Moody’s also lowered the five banks’ Baseline Credit Assessments (BCAs) to Caa3 from Caa1, and as a result, also downgraded their local currency long-term CRRs to Caa2 from B3 and their long-term Counterparty Risk Assessments to Caa2(cr) from B3(cr).

The ratings agency recently downgraded the Government of Pakistan’s issuer and senior unsecured debt ratings to Caa3 from Caa1, to reflect Moody’s assessment that Pakistan’s increasingly fragile liquidity and external position significantly raises default risks.

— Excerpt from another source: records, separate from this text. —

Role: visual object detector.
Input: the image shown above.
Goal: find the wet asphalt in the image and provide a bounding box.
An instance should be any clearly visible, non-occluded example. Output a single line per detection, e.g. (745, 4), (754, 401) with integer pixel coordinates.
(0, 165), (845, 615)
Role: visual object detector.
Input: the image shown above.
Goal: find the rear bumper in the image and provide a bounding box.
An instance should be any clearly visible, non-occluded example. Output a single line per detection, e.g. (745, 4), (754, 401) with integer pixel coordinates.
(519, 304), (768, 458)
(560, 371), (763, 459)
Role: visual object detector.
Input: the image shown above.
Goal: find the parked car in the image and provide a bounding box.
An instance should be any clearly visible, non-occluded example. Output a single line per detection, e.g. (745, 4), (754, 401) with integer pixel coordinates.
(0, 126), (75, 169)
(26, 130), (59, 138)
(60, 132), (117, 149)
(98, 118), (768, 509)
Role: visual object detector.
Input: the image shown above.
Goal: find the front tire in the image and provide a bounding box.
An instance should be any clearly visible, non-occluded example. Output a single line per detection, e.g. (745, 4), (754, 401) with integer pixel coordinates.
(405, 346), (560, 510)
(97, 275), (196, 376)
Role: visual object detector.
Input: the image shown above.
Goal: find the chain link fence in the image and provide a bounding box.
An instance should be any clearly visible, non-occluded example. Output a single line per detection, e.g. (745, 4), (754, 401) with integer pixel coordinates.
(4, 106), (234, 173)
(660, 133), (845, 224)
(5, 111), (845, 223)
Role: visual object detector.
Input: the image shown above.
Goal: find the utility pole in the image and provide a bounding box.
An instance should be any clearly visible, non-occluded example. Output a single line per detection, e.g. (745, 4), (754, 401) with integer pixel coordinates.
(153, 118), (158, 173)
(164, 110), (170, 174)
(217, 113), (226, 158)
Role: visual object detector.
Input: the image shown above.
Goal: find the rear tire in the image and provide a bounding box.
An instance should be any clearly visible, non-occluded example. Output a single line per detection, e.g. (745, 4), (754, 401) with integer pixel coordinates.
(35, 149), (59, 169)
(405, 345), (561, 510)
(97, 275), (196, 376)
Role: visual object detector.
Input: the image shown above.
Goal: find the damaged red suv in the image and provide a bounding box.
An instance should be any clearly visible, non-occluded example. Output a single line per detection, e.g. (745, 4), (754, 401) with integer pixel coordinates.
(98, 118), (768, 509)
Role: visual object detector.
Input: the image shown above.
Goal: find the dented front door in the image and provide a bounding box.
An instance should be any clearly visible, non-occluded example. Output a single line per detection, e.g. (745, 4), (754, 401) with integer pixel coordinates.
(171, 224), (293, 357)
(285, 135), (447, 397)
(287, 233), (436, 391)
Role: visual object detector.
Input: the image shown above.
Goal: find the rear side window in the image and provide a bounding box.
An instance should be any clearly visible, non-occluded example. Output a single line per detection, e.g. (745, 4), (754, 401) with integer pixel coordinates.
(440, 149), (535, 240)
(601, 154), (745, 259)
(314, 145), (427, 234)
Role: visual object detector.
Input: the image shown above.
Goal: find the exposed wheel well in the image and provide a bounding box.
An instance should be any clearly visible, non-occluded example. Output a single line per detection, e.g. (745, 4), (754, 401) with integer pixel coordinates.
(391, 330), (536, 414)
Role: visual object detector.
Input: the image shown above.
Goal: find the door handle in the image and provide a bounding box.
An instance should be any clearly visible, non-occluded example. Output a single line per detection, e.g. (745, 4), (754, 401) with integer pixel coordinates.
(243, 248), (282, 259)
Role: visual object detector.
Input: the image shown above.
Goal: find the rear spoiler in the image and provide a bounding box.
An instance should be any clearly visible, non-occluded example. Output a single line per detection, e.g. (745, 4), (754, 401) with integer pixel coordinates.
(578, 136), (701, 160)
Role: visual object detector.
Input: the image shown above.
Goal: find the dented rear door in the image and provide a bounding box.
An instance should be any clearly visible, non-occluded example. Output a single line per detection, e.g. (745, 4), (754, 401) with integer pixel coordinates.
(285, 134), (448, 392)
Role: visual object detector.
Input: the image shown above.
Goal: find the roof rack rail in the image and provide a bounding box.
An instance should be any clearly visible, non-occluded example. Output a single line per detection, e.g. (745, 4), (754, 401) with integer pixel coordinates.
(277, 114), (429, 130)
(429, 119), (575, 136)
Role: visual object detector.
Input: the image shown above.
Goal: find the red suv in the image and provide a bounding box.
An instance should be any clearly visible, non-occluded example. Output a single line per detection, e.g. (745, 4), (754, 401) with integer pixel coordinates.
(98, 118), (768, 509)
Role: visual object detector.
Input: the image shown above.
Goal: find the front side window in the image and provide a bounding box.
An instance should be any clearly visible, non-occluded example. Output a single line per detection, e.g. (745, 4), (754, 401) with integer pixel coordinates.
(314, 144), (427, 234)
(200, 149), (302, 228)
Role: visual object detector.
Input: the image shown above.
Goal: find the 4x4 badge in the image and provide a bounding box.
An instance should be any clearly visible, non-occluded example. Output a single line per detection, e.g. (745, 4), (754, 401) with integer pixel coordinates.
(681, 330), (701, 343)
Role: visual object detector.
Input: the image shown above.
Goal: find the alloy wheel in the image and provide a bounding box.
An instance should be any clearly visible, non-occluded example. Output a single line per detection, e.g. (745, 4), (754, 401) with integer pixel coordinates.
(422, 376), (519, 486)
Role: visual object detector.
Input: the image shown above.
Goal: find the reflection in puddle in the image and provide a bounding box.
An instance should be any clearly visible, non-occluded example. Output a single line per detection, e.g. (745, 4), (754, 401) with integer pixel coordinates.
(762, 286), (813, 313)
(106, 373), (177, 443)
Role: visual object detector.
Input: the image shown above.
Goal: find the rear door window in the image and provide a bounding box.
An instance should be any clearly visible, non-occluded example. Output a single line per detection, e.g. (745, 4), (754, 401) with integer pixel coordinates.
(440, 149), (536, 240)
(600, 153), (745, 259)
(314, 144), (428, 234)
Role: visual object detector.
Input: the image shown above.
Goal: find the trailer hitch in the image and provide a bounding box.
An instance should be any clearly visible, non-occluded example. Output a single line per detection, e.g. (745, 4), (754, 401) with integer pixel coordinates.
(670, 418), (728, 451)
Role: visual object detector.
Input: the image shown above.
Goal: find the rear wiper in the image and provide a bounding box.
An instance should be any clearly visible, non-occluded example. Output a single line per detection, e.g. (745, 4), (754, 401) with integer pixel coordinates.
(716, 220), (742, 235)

Moody’s said that the downgrade of the long-term ratings of the five Pakistani banks shows: (1) the weakening operating environment, as captured by Moody’s lowering of its Macro Profile for Pakistan to “Very Weak” from “Very Weak+”; and (2) the high interlinkages between the sovereign’s weakened creditworthiness – as indicated by the downgrade of the sovereign rating to Caa3 from Caa1 – and the banks’ balance sheets, given the banks’ significant holdings of sovereign debt securities.

“The deterioration in Pakistan’s operating environment reflects both the rising government liquidity and external vulnerability risks, with foreign exchange reserves declining to critically low levels, as well as the high costs of living with headline inflation likely to rise further as energy prices increase in tandem with the removal of energy subsidies,” said the agency.

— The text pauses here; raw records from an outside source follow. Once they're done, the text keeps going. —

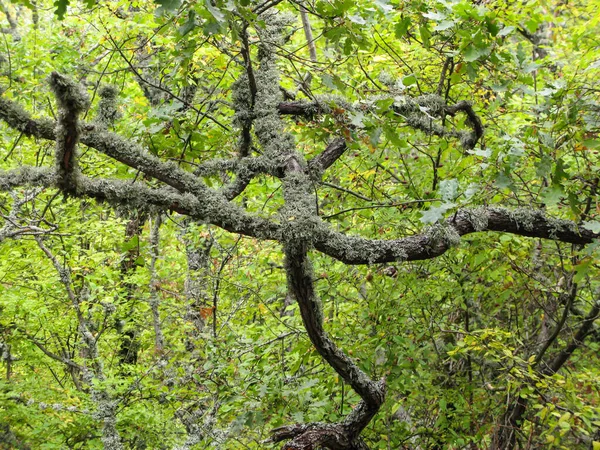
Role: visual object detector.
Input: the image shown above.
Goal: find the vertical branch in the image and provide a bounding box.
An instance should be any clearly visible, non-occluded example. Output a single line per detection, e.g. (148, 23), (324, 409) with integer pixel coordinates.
(300, 3), (317, 88)
(182, 220), (213, 342)
(49, 72), (90, 195)
(149, 214), (165, 353)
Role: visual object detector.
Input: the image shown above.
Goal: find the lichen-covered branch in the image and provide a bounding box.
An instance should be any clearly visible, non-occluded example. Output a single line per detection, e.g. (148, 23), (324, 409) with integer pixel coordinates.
(148, 214), (165, 353)
(49, 72), (90, 195)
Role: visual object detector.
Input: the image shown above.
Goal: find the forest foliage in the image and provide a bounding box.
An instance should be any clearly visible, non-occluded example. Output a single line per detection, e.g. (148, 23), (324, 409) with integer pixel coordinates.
(0, 0), (600, 450)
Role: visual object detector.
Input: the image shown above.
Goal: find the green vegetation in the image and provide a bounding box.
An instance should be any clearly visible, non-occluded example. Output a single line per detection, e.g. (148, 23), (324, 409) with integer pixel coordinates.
(0, 0), (600, 450)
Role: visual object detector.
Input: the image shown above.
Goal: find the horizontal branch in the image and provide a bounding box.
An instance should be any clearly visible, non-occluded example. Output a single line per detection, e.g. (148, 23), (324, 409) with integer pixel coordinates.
(314, 207), (600, 264)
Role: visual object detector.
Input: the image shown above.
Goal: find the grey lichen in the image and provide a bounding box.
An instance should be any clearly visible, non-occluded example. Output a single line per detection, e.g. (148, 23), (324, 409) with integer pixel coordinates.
(48, 72), (90, 194)
(503, 208), (541, 231)
(464, 207), (488, 231)
(48, 72), (90, 114)
(426, 223), (460, 247)
(95, 85), (121, 128)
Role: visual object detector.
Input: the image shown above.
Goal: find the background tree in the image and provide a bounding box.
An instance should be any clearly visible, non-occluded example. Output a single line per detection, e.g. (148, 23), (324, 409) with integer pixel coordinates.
(0, 0), (600, 450)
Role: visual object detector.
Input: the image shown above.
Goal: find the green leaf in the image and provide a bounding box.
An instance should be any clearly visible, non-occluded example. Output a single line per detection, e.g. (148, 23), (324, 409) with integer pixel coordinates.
(402, 74), (417, 87)
(204, 0), (225, 24)
(394, 17), (410, 39)
(154, 0), (182, 14)
(421, 203), (456, 223)
(54, 0), (69, 20)
(438, 178), (458, 202)
(497, 26), (515, 37)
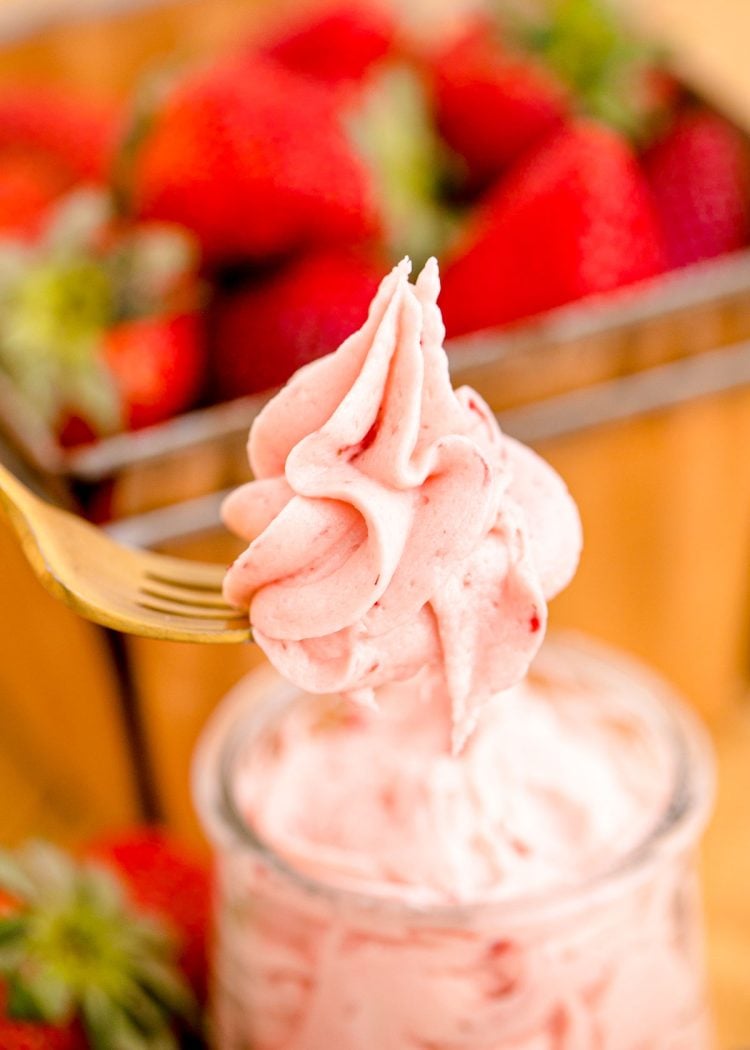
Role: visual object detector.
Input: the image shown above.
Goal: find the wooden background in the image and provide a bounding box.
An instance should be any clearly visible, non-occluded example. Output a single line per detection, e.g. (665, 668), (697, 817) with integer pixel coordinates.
(0, 0), (750, 1050)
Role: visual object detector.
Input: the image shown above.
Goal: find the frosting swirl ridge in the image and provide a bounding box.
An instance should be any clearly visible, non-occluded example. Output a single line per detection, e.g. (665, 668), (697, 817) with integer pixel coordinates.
(223, 259), (581, 747)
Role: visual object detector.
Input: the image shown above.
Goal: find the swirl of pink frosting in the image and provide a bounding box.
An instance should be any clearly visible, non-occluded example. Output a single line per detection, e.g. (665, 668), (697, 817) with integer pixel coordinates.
(223, 259), (581, 747)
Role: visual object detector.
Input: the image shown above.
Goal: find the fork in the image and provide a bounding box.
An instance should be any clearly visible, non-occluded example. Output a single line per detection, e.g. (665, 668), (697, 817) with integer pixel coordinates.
(0, 464), (252, 643)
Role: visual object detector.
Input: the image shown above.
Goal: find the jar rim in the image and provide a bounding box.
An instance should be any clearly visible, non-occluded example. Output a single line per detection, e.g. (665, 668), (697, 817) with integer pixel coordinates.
(193, 631), (715, 925)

The State Bank of Pakistan has raised the key interest rate by 300bps, taking it to 20%. The ratings agency said that the combination of these factors, together with the high-interest rates, will dampen consumer confidence and compromise borrowers’ repayment capacity.

“In turn, these factors will pressure banks’ earnings, asset quality and capital metrics, and also potentially jeopardise financial stability. These pressures have led to the lowering of the country’s Macro Profile to Very Weak from Very Weak+,” said Moody’s.